As Poetry Editor for the journal of the Society of Wood Engravers: Multiples, I select pairings of poems and wood engravings. Presented with this opportunity, several points contingent to understanding ekphrasis emerged. We must first question the definition of ekphrasis as a blanket method "a verbal description of, or meditation upon, a non-verbal work of art, real or imagined, usually a painting or sculpture" (Oxford Dictionary of Literary Terms).
Martin Crucefix has gone some way to unpacking the many ways of writing ekphrastically. However, in this editorial role and in line with PhD research which interrogates the ekphrastic methodology in practice and particularly, in line with my own archival practice, I was interested to use the opportunity to assemble - thoughtfully - an artist and engraver's work in which one may be completely unknown to one another and to forge, to create a new ekphrastic relationship.
In this sense, such pairings can do much more than a limited and limiting 'illustrative relationship'. This is imbued with a hierarchy that publishing illustrated literature predominantly suggests i.e. the author completes a piece of literature and the artist is commissioned to make particular images in response. This is common even where so-called collaborative work is undertaken, for many reasons: deadlines can be tight; artists in either discipline tend to want to work alone; collaboration often involves compromise and many artists will not sacrifice their vision/conviction/ego for two-way collaboration.

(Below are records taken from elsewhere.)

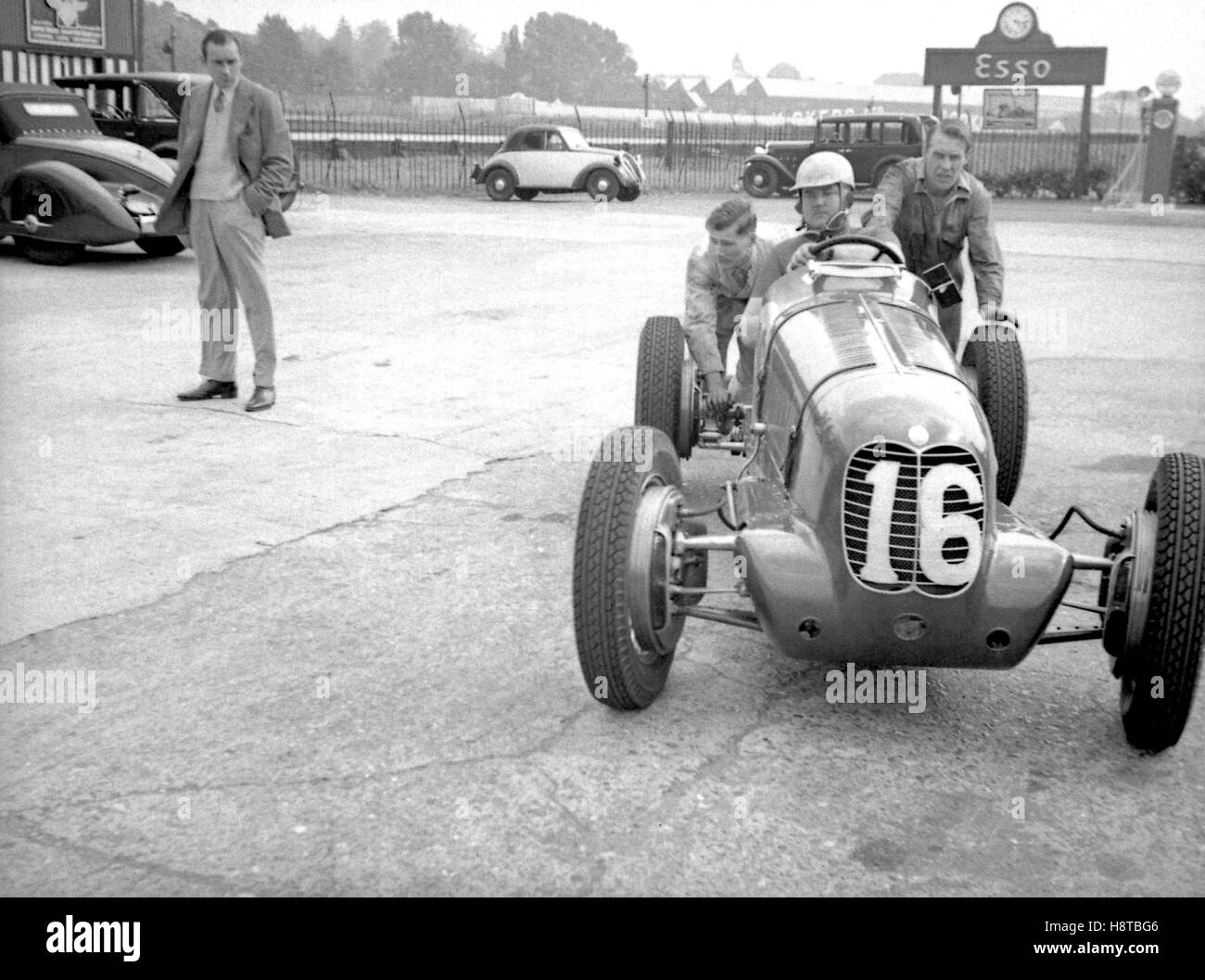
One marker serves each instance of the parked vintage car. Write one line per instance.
(871, 144)
(871, 522)
(557, 159)
(144, 108)
(64, 185)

For Multiples, my aim has been to do away with the complication of a pre-existing ekphrastic provenance and instead, to free up the possibility of a new ekphrasis.

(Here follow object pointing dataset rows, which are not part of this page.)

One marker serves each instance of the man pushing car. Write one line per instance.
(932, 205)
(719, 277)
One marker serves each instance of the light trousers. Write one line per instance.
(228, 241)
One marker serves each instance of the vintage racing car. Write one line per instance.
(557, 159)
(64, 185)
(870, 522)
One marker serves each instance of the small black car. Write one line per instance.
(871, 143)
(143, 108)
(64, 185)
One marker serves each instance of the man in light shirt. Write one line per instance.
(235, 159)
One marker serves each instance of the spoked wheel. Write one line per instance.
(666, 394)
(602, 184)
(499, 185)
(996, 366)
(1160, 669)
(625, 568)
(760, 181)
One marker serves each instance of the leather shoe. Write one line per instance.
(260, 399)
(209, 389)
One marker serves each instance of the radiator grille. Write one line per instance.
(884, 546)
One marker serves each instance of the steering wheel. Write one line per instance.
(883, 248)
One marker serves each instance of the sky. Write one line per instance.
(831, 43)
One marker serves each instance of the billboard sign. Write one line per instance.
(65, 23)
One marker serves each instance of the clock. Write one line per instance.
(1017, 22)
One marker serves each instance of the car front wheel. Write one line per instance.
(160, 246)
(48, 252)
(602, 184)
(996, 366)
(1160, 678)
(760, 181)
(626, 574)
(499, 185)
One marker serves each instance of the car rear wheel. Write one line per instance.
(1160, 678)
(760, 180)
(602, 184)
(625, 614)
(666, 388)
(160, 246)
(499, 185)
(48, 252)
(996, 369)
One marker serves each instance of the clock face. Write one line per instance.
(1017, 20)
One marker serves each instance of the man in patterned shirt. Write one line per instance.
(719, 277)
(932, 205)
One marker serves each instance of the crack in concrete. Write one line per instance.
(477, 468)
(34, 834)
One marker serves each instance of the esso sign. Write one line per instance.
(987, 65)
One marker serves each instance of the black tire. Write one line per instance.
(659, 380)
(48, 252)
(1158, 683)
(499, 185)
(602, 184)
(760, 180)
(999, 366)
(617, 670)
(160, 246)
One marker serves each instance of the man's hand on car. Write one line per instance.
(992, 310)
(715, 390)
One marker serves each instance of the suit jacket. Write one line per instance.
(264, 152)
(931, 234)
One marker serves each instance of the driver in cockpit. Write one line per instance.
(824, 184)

Assemblages of the sort I publish in Multiples are an invitation for the reader to engage in an ekphrastic interpretation on their own terms. That is, rather than for the poet or poem to spell out the push or pull between its figurative language and visual image making, that we should engage as a both critical and imaginative readers: opening the possibilities of the text and image on their own terms when placed together in close quarters.
I make these editorial pairings based expressly upon this potential and trust in the eloquence of both works and a willingness for the reader to discover their own interpretation. Forthcoming in Issue 35 is Andy English's print The Wren and John Clare's poem of the same name. Two firm favourites.